Un'ultima questione che riguarda il tema dell'immigrazione è quella della riforma della normativa sulla cittadinanza. Il principio dello jus sanguinis è da rivedere tanto per il PD quanto per la Sinistra. L'introduzione del principio dello jus soli garantirebbe a tutti i bambini nati in Italia di essere considerati a tutti i diritti italiani. A questo riguardo tanto l'UDC quanto il PDL tacciono. Non tace, ma anzi si scaglia con livore contro i “riformisti” la Destra. Come ultima prova di spirito creativo ed artistico nell'intervento politico, il partito della Santanchè, di Storace e di Teodoro Buontempo propone che la cittadinanza non ottenuta per nascita possa essere revocata in caso di “fatti gravi e comprovati motivi”. Con questo progetto legislativo, ed in totale coerenza con il resto del programma sull'immigrazione, la Destra chiarisce che il migrante non potrà mai aspirare ad una cittadinanza piena, neanche se avesse toccato il suolo italico fin dal secondo giorno di vita: egli è e resterà un non-italiano, un cittadino inferiore.

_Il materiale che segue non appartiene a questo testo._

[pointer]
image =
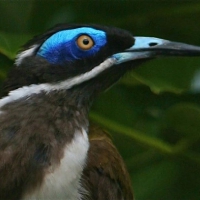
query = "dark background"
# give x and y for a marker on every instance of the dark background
(153, 113)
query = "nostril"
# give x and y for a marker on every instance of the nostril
(151, 44)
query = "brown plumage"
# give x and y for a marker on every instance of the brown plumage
(105, 175)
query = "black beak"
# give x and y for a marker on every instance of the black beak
(149, 47)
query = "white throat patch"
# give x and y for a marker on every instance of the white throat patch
(64, 181)
(27, 91)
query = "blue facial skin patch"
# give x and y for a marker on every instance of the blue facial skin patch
(62, 47)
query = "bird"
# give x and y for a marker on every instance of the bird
(48, 148)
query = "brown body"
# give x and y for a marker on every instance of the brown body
(105, 176)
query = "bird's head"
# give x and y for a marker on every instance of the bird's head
(87, 57)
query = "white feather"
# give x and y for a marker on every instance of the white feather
(27, 91)
(64, 181)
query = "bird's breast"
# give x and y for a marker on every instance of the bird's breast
(63, 182)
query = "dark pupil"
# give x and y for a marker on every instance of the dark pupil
(85, 41)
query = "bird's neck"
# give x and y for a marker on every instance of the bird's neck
(54, 127)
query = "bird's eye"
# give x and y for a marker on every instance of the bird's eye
(85, 42)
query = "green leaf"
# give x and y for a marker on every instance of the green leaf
(10, 43)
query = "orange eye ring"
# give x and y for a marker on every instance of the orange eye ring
(85, 42)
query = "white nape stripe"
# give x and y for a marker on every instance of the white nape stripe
(27, 91)
(24, 54)
(63, 182)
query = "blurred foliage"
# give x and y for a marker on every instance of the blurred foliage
(153, 113)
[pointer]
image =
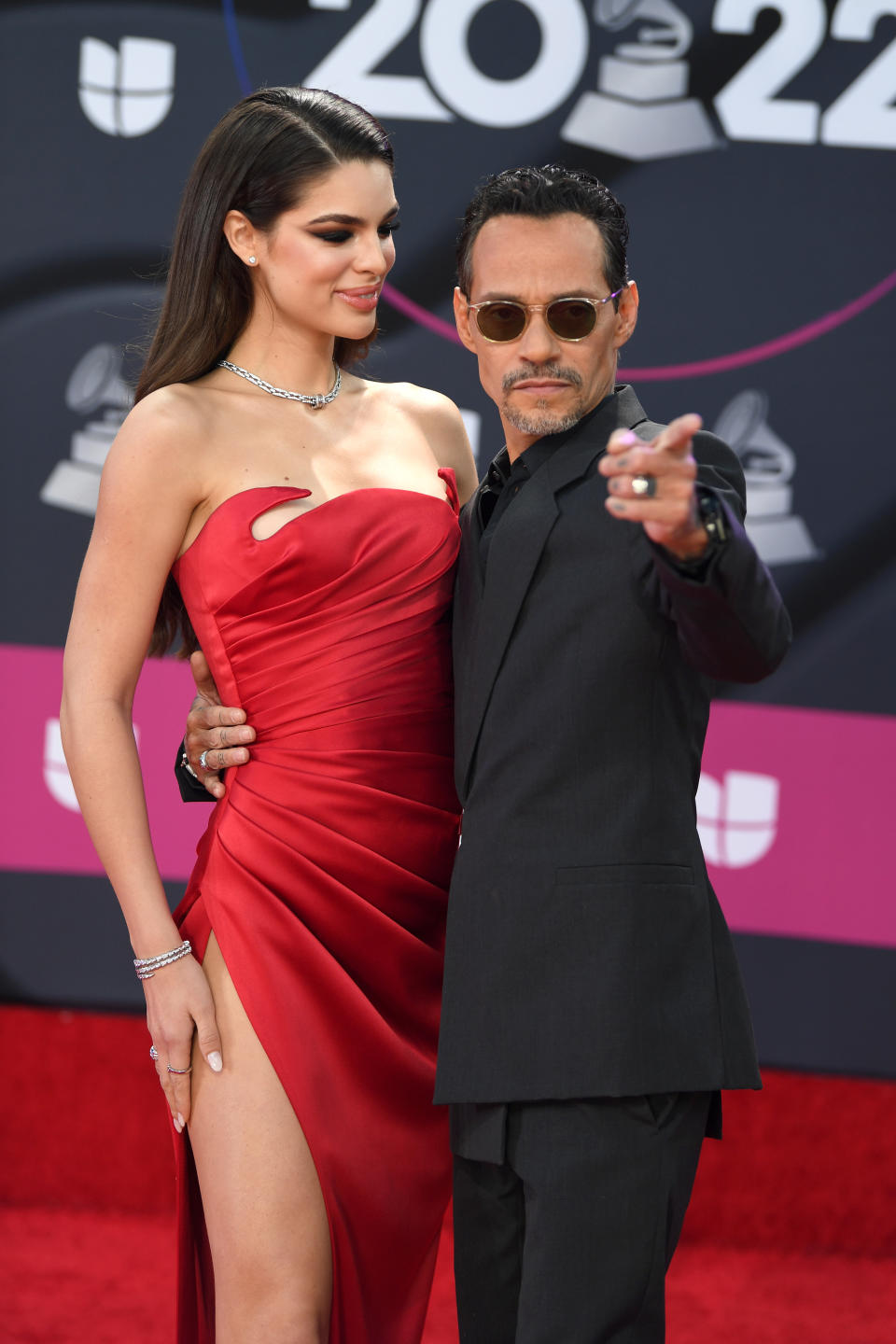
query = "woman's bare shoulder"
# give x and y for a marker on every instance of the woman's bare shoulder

Per trarre qualche conclusione da questa rassegna, che sarà apparsa caotica ed imprecisa come del resto caotici ed imprecisi sono i programmi oggetto di analisi, è possibile individuare due tipologie di programmi. Da una parte vi sono i partiti che aspirano a vincere le prossime elezioni, PD e PDL, che sviluppano un approccio più pragmatico. Da sottolineare lo sforzo del PD di elaborare proposte innovative, anche se in alcuni casi forse solo semantiche. Il PDL sviluppa pochi slogan piuttosto generici sul tema immigrazione, che comunque hanno il pregio di essere immediatamente leggibili da parte del suo elettorato. Dall'altra parte, stanno quei partiti, la Sinistra e la Destra, che scelgono un approccio più ideale e meno pragmatico al problema immigrazione. Non che i punti di contatto metodologico tra i due partiti siano molti. La Sinistra, aldilà di un'affermazione ideologica forte, sottolinea con il suo programma una conoscenza approfondita del fenomeno migratorio, e le sue proposte sono radicali ma (con alcune eccezioni) spesso non del tutto irrealizzabili. L'approccio della Destra è invece sostanzialmente anti-moderno: ciò che propone è un ritorno ad un concetto di nazione/comunità che è stato indebolito dal progresso economico e sociale: la migrazione è un sottoprodotto di quest'ultimo e va per questo fermata con ogni mezzo. In medio stat vacuum: l'UDC si espone poco e quando lo fa sceglie l'imprecisione e la vaghezza per descrivere il suo atteggiamento nei confronti del problema immigrazione.